Editorial

Getting down to business

IT looks like the new set of Dagupan’s servant leaders are dead-serious about not wasting any time to get the city’s affairs in order.

They are not giving much space for some honeymoon period with the city hall employees. They’re arriving, sitting down, meeting up, and walking about to sort what needs to be addressed. And that’s a good thing. A very good thing.

Mayor Alipio Fernandez is no stranger to the job having once held the same position. Vice Mayor Belen Fernandez was at one time a councilor herself. Most of their councilors – 11 of whom out of the 12 are their teammates in the election – are re-electionists or former public servants in other government sectors. There really is no need for some sweet getting-to-know-you stage. The concerns of the city definitely deserve immediate attention.

And starting right across and at the back of the city hall are good places as any to begin the repairs.

The highly irregular commercial-tourism project at the former Magsaysay Park fronting the city hall will be a major test on the political and administrative will of the Fernandez-Fernandez leadership.
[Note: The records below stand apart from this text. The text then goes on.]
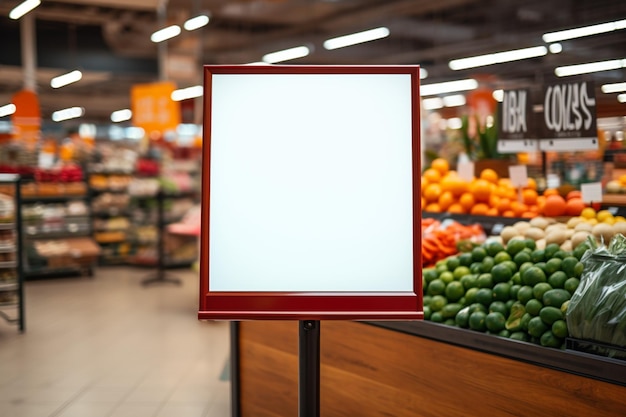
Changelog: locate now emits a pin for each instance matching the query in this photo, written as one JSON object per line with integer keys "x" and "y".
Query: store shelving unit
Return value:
{"x": 11, "y": 277}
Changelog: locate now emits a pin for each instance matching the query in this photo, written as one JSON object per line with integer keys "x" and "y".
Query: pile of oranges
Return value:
{"x": 489, "y": 195}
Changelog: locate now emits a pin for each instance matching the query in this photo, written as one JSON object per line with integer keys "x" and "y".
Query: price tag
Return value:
{"x": 591, "y": 192}
{"x": 518, "y": 175}
{"x": 465, "y": 170}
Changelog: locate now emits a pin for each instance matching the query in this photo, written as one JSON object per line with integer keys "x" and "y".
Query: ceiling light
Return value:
{"x": 66, "y": 114}
{"x": 187, "y": 93}
{"x": 497, "y": 58}
{"x": 448, "y": 87}
{"x": 613, "y": 88}
{"x": 590, "y": 67}
{"x": 121, "y": 115}
{"x": 356, "y": 38}
{"x": 196, "y": 22}
{"x": 583, "y": 31}
{"x": 165, "y": 34}
{"x": 7, "y": 109}
{"x": 23, "y": 8}
{"x": 555, "y": 48}
{"x": 65, "y": 79}
{"x": 286, "y": 54}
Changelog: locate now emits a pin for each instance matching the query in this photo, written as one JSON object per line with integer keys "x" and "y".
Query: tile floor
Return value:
{"x": 108, "y": 346}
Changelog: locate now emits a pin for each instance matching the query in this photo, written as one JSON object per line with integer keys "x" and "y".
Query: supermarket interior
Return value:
{"x": 518, "y": 207}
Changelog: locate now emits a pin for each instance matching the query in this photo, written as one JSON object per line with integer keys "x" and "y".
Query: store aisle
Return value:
{"x": 109, "y": 347}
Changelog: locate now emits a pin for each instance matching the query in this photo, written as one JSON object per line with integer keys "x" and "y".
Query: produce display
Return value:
{"x": 515, "y": 289}
{"x": 443, "y": 190}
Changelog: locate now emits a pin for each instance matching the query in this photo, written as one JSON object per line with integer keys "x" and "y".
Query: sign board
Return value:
{"x": 153, "y": 108}
{"x": 516, "y": 132}
{"x": 569, "y": 117}
{"x": 311, "y": 193}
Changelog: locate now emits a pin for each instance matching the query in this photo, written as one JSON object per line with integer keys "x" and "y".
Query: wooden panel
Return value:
{"x": 370, "y": 371}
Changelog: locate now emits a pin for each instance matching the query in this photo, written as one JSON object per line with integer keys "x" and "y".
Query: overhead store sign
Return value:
{"x": 311, "y": 193}
{"x": 569, "y": 117}
{"x": 516, "y": 131}
{"x": 153, "y": 108}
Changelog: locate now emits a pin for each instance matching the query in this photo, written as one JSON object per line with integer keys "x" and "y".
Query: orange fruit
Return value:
{"x": 529, "y": 196}
{"x": 456, "y": 208}
{"x": 555, "y": 206}
{"x": 432, "y": 175}
{"x": 574, "y": 206}
{"x": 489, "y": 175}
{"x": 441, "y": 165}
{"x": 432, "y": 192}
{"x": 445, "y": 200}
{"x": 467, "y": 200}
{"x": 480, "y": 209}
{"x": 481, "y": 189}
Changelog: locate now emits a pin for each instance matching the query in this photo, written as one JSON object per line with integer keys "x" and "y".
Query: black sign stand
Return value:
{"x": 309, "y": 369}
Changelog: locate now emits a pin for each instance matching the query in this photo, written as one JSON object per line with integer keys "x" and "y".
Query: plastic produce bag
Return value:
{"x": 597, "y": 309}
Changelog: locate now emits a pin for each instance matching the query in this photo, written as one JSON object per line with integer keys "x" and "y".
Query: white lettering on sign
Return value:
{"x": 566, "y": 107}
{"x": 514, "y": 112}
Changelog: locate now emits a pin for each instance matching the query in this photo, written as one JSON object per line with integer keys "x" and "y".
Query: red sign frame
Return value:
{"x": 404, "y": 305}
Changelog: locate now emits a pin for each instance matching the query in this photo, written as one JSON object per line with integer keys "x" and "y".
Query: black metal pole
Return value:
{"x": 309, "y": 369}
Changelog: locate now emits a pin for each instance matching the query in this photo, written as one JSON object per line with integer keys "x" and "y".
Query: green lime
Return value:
{"x": 477, "y": 321}
{"x": 469, "y": 281}
{"x": 533, "y": 276}
{"x": 540, "y": 289}
{"x": 478, "y": 254}
{"x": 465, "y": 259}
{"x": 438, "y": 302}
{"x": 553, "y": 265}
{"x": 452, "y": 263}
{"x": 559, "y": 328}
{"x": 501, "y": 291}
{"x": 533, "y": 307}
{"x": 500, "y": 307}
{"x": 557, "y": 279}
{"x": 436, "y": 287}
{"x": 454, "y": 291}
{"x": 493, "y": 247}
{"x": 538, "y": 255}
{"x": 484, "y": 296}
{"x": 524, "y": 294}
{"x": 501, "y": 273}
{"x": 460, "y": 272}
{"x": 495, "y": 321}
{"x": 571, "y": 285}
{"x": 501, "y": 257}
{"x": 485, "y": 281}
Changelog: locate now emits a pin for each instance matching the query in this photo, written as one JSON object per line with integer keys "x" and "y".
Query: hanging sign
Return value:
{"x": 311, "y": 193}
{"x": 569, "y": 117}
{"x": 515, "y": 122}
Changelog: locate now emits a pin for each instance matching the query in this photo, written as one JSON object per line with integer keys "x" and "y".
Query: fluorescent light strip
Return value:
{"x": 187, "y": 93}
{"x": 497, "y": 58}
{"x": 448, "y": 87}
{"x": 590, "y": 67}
{"x": 7, "y": 109}
{"x": 584, "y": 31}
{"x": 66, "y": 114}
{"x": 196, "y": 22}
{"x": 65, "y": 79}
{"x": 286, "y": 54}
{"x": 121, "y": 115}
{"x": 356, "y": 38}
{"x": 23, "y": 8}
{"x": 165, "y": 34}
{"x": 613, "y": 88}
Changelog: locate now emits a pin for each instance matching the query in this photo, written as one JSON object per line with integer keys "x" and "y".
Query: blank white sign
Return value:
{"x": 311, "y": 183}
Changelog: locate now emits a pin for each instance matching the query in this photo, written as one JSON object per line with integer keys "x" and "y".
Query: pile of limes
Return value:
{"x": 515, "y": 291}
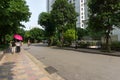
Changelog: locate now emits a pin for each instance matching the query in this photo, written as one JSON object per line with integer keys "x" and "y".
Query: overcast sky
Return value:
{"x": 36, "y": 7}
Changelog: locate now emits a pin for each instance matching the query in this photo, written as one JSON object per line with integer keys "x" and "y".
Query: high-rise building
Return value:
{"x": 80, "y": 7}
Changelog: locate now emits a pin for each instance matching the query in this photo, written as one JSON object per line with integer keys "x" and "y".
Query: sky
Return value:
{"x": 36, "y": 7}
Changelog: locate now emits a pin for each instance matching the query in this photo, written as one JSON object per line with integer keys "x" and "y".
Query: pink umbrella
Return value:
{"x": 18, "y": 37}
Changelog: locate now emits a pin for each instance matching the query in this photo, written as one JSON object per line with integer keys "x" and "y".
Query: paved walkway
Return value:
{"x": 20, "y": 67}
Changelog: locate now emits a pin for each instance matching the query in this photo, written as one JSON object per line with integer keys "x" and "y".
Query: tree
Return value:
{"x": 36, "y": 34}
{"x": 81, "y": 33}
{"x": 63, "y": 16}
{"x": 104, "y": 15}
{"x": 45, "y": 21}
{"x": 69, "y": 35}
{"x": 13, "y": 12}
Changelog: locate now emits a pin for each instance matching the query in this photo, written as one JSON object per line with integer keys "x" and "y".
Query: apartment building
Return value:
{"x": 80, "y": 7}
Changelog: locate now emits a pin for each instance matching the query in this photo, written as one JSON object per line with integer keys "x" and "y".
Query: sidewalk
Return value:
{"x": 20, "y": 67}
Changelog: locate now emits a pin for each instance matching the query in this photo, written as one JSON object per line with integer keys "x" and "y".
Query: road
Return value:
{"x": 73, "y": 65}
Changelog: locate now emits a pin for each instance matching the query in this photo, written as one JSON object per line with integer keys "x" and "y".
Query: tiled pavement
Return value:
{"x": 20, "y": 67}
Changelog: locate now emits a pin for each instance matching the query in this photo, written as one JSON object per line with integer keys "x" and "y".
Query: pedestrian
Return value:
{"x": 29, "y": 43}
{"x": 13, "y": 46}
{"x": 18, "y": 46}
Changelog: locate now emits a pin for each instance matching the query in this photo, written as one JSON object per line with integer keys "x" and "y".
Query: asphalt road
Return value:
{"x": 73, "y": 65}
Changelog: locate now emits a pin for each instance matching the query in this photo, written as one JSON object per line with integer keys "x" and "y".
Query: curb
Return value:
{"x": 115, "y": 53}
{"x": 53, "y": 76}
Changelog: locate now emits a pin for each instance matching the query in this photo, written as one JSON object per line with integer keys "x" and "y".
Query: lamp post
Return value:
{"x": 75, "y": 36}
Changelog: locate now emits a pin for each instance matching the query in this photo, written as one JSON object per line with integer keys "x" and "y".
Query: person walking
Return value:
{"x": 28, "y": 43}
{"x": 13, "y": 46}
{"x": 18, "y": 46}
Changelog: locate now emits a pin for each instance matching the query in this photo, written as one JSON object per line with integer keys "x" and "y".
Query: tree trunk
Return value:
{"x": 108, "y": 46}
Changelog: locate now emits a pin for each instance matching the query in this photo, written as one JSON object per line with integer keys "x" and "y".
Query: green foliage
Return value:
{"x": 69, "y": 35}
{"x": 63, "y": 13}
{"x": 35, "y": 34}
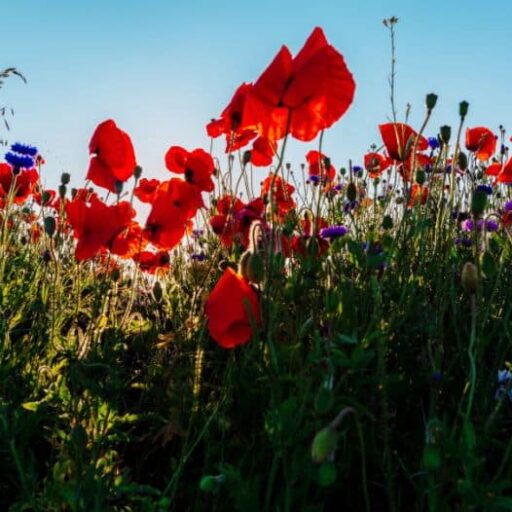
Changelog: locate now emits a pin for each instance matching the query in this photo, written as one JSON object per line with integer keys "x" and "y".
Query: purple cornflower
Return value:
{"x": 485, "y": 188}
{"x": 433, "y": 142}
{"x": 335, "y": 231}
{"x": 24, "y": 149}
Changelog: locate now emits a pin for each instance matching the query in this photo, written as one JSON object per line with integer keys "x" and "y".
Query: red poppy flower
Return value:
{"x": 399, "y": 139}
{"x": 24, "y": 183}
{"x": 176, "y": 202}
{"x": 305, "y": 94}
{"x": 96, "y": 225}
{"x": 262, "y": 152}
{"x": 481, "y": 141}
{"x": 231, "y": 306}
{"x": 129, "y": 242}
{"x": 281, "y": 194}
{"x": 145, "y": 191}
{"x": 197, "y": 166}
{"x": 320, "y": 165}
{"x": 493, "y": 169}
{"x": 376, "y": 164}
{"x": 113, "y": 156}
{"x": 152, "y": 262}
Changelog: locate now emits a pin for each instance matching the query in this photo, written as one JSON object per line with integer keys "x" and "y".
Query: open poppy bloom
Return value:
{"x": 230, "y": 308}
{"x": 113, "y": 157}
{"x": 399, "y": 139}
{"x": 301, "y": 95}
{"x": 96, "y": 225}
{"x": 175, "y": 203}
{"x": 197, "y": 166}
{"x": 481, "y": 141}
{"x": 320, "y": 165}
{"x": 376, "y": 164}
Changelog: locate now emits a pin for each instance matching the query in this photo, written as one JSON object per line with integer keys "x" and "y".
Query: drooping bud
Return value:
{"x": 324, "y": 444}
{"x": 478, "y": 202}
{"x": 445, "y": 132}
{"x": 351, "y": 191}
{"x": 463, "y": 109}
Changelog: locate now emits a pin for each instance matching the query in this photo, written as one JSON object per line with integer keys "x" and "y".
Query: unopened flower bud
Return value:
{"x": 469, "y": 278}
{"x": 324, "y": 444}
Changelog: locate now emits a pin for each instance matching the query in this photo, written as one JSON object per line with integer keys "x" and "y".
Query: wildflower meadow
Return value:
{"x": 333, "y": 336}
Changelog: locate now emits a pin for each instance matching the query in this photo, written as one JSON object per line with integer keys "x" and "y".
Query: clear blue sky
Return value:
{"x": 162, "y": 68}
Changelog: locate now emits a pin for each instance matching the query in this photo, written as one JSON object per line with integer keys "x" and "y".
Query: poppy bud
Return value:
{"x": 49, "y": 226}
{"x": 45, "y": 197}
{"x": 478, "y": 202}
{"x": 255, "y": 270}
{"x": 420, "y": 177}
{"x": 210, "y": 483}
{"x": 463, "y": 109}
{"x": 246, "y": 158}
{"x": 469, "y": 277}
{"x": 445, "y": 132}
{"x": 137, "y": 172}
{"x": 431, "y": 458}
{"x": 351, "y": 191}
{"x": 387, "y": 222}
{"x": 431, "y": 100}
{"x": 157, "y": 291}
{"x": 324, "y": 444}
{"x": 462, "y": 160}
{"x": 327, "y": 474}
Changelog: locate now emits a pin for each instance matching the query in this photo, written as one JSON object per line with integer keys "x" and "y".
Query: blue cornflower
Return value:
{"x": 433, "y": 142}
{"x": 335, "y": 231}
{"x": 19, "y": 161}
{"x": 24, "y": 149}
{"x": 485, "y": 188}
This venture by the new MetroState Realty Development Corporation, whose owners are insolent in their continued silence have been defiant of legal and proper proceedings from the bidding to the start of the construction just before the election ban on government projects took effect. Their contract, evidently railroaded and signed in the shadows, remains one of the city’s biggest yet tainted and scandalous projects.

Meanwhile, the Malimgas Market, a pet project of former Mayor Benjamin Lim, was constructed with the best business intentions for the city and its entrepreneurs but, unfortunately, has proven to be more of a burden for the city’s coffers. Built on a P300-million loan from the Land Bank of the Philippines, it has not only remained largely useless for majority of the city’s vendors, traders and consumers, it has also been a major drain on the city’s finances with the failure to earn enough in stall rentals to at least pay for the debt amortization.

Vice Mayor Belen Fernandez, a very successful entrepreneur in the retail sector with a chain of successful shopping malls not just in Pangasinan but in many parts of northern Luzon, could reap from her deep personal experience to find a solution before Malimgas fully becomesĀ  white elephant in the city.

From this first week’s indications, the new leadership in Dagupan seems to be off to an excellent start. Let’s hope the momentum gets going and going.